I noticed the cool air and smelled jasmines blooming neighbors’ sidewalks.
I could hear a car stopped behind me quietly.
I looked back and saw Eric’s smile.

I was not expecting him to be home this morning, so I was surprised, and the dogs were excited to see him.
I decided to ride back home in his car because Kai, one of the dogs, was ready to jump in.
I asked him, “where are you going?” he said, “home.”

When we got home, he asked me,
“Do you know what today is? May 13th? “
I did not know what to say because his birthday is May 15th and May 17th was the day I received a diagnosis, only weeks to live four years ago.
My focus was on these two dates recently.

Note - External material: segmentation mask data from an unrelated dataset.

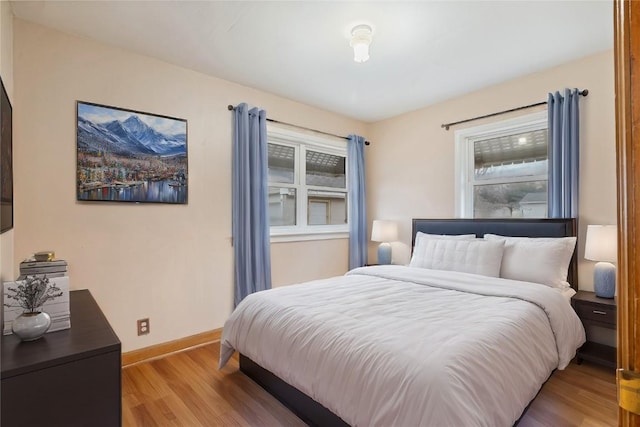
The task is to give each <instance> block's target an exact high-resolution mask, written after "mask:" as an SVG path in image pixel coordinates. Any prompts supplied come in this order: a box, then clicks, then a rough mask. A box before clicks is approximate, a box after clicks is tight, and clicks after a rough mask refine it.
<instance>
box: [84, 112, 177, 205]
mask: <svg viewBox="0 0 640 427" xmlns="http://www.w3.org/2000/svg"><path fill="white" fill-rule="evenodd" d="M76 165H77V166H76V195H77V200H78V201H81V202H96V201H102V202H105V201H106V202H129V203H131V202H133V203H169V204H187V200H188V198H187V196H188V177H189V174H188V151H187V121H186V120H185V119H178V118H175V117H169V116H164V115H160V114H153V113H147V112H142V111H136V110H129V109H126V108H120V107H113V106H109V105H103V104H95V103H92V102H85V101H77V102H76Z"/></svg>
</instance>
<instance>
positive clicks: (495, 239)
mask: <svg viewBox="0 0 640 427" xmlns="http://www.w3.org/2000/svg"><path fill="white" fill-rule="evenodd" d="M484 239H485V240H487V241H503V242H504V255H503V257H502V266H501V268H500V277H502V278H505V279H513V280H522V281H525V282H535V283H541V284H544V285H547V286H551V287H555V288H566V287H568V286H569V284H568V283H567V271H568V270H569V263H570V262H571V257H572V256H573V251H574V249H575V246H576V238H575V237H507V236H499V235H496V234H485V235H484Z"/></svg>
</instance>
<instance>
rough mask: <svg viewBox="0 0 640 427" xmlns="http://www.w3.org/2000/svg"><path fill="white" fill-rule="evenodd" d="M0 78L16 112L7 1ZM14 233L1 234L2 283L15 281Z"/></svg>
mask: <svg viewBox="0 0 640 427" xmlns="http://www.w3.org/2000/svg"><path fill="white" fill-rule="evenodd" d="M0 76H1V77H2V82H3V83H4V87H5V89H6V90H7V94H8V95H9V101H11V103H12V107H13V109H14V110H15V98H14V96H13V93H14V92H13V12H12V11H11V5H10V4H9V2H7V1H3V2H0ZM14 132H15V130H14ZM14 139H15V136H14ZM14 149H15V141H14ZM14 181H15V177H14ZM13 233H14V231H13V230H9V231H5V232H4V233H2V234H0V282H2V281H5V280H13V279H15V277H14V275H13V239H14V238H13ZM0 300H1V298H0Z"/></svg>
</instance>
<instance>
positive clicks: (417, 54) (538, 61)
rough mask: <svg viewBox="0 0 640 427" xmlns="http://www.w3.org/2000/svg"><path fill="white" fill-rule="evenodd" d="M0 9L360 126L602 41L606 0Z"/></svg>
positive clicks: (131, 5) (157, 4)
mask: <svg viewBox="0 0 640 427" xmlns="http://www.w3.org/2000/svg"><path fill="white" fill-rule="evenodd" d="M12 5H13V11H14V14H15V15H16V16H17V17H19V18H21V19H25V20H29V21H34V22H37V23H40V24H42V25H46V26H49V27H52V28H56V29H59V30H61V31H64V32H69V33H72V34H76V35H80V36H85V37H89V38H92V39H95V40H98V41H102V42H104V43H108V44H110V45H114V46H119V47H121V48H125V49H128V50H131V51H134V52H138V53H141V54H144V55H148V56H152V57H156V58H160V59H162V60H165V61H167V62H171V63H174V64H178V65H181V66H183V67H186V68H190V69H193V70H197V71H200V72H203V73H206V74H210V75H213V76H217V77H220V78H223V79H226V80H230V81H234V82H237V83H240V84H243V85H246V86H251V87H254V88H258V89H261V90H264V91H267V92H271V93H274V94H276V95H280V96H283V97H285V98H289V99H293V100H296V101H299V102H302V103H305V104H308V105H312V106H316V107H319V108H323V109H326V110H330V111H334V112H336V113H340V114H343V115H346V116H349V117H353V118H356V119H359V120H363V121H367V122H373V121H377V120H381V119H385V118H389V117H393V116H396V115H398V114H402V113H405V112H408V111H412V110H415V109H418V108H421V107H425V106H427V105H430V104H434V103H437V102H440V101H443V100H445V99H449V98H452V97H455V96H458V95H461V94H464V93H468V92H471V91H474V90H477V89H480V88H482V87H486V86H489V85H492V84H495V83H498V82H501V81H505V80H509V79H512V78H515V77H518V76H522V75H526V74H530V73H533V72H536V71H539V70H544V69H546V68H550V67H552V66H555V65H558V64H561V63H564V62H568V61H572V60H574V59H578V58H581V57H584V56H588V55H590V54H593V53H596V52H601V51H604V50H608V49H611V48H612V47H613V5H612V2H611V0H601V1H593V0H592V1H535V0H531V1H421V2H420V1H414V2H401V1H386V2H385V1H376V2H366V1H359V2H344V1H315V2H312V1H288V2H275V1H89V0H86V1H13V2H12ZM361 23H367V24H370V25H371V26H372V27H373V29H374V35H373V43H372V45H371V51H370V52H371V59H370V60H369V61H368V62H366V63H362V64H358V63H356V62H354V61H353V51H352V49H351V48H350V47H349V32H350V30H351V28H352V27H353V26H354V25H356V24H361ZM541 98H543V96H542V94H541ZM240 101H242V100H239V102H240Z"/></svg>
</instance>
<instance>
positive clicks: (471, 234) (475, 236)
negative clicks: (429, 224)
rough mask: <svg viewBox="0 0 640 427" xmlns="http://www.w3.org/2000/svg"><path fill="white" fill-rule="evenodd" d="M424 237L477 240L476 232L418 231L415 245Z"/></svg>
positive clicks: (455, 239)
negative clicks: (439, 233)
mask: <svg viewBox="0 0 640 427" xmlns="http://www.w3.org/2000/svg"><path fill="white" fill-rule="evenodd" d="M424 238H429V239H444V240H475V239H476V235H475V234H428V233H423V232H421V231H418V232H417V233H416V242H415V246H418V243H419V242H420V240H422V239H424Z"/></svg>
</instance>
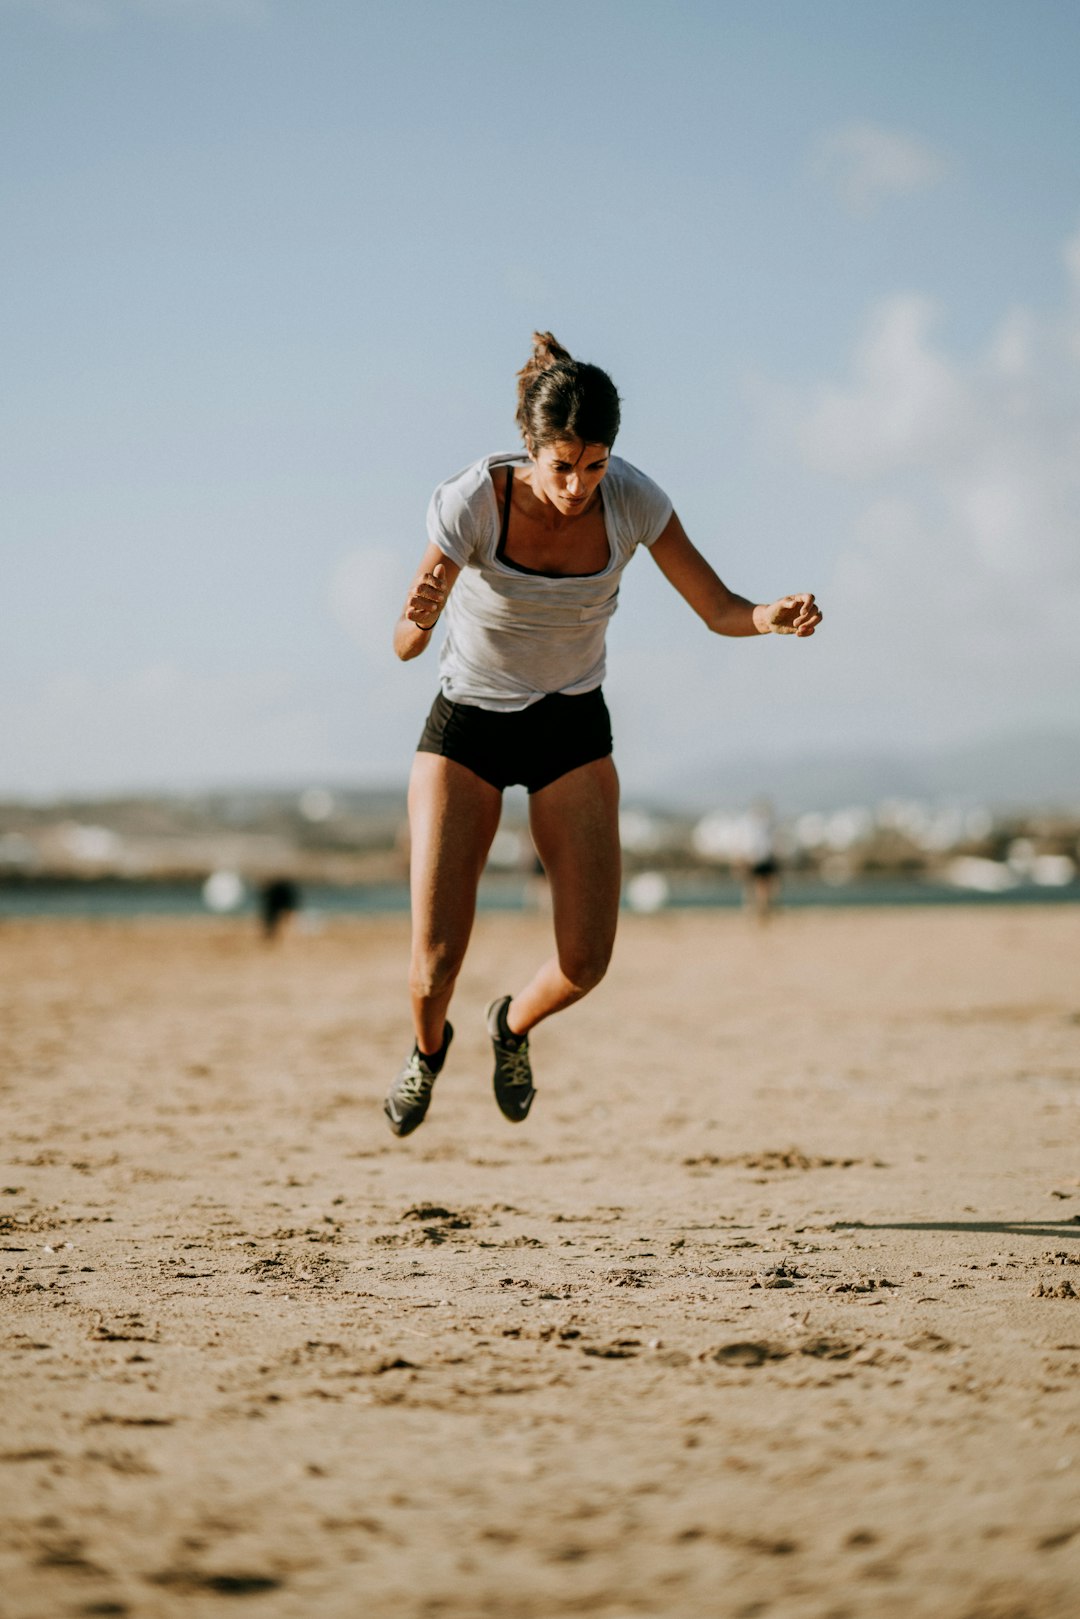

He told me that his mom called him this morning and remind him what today is for us.
He gave me blight sunflowers and said to me,
“30 years ago today, we met!”
That’s right.
How can I forget about it?

We met two days before Eric’s birthday in 1991 in Mexico, where he worked at a resort hotel as an executive chef, and I was a guest.
I usually remember this date, but this year, I looked at May Gray every morning and forgot about it.
I am very grateful to have Eric’s mother reminded him, and for him to got cheerful sunflowers for me and took time to come home to tell me 30 years ago today, we met!

I am happy to have met Eric 30 years ago today, which changed my whole life.
His existence in my life has been helping me to live and want to live more.

I wrote today as gratitude to Eric’s kindness and Eric’s mother, Louise’s love.

Note: The photo is the day we met on the first day with the sunflowers that Eric brought for me this morning.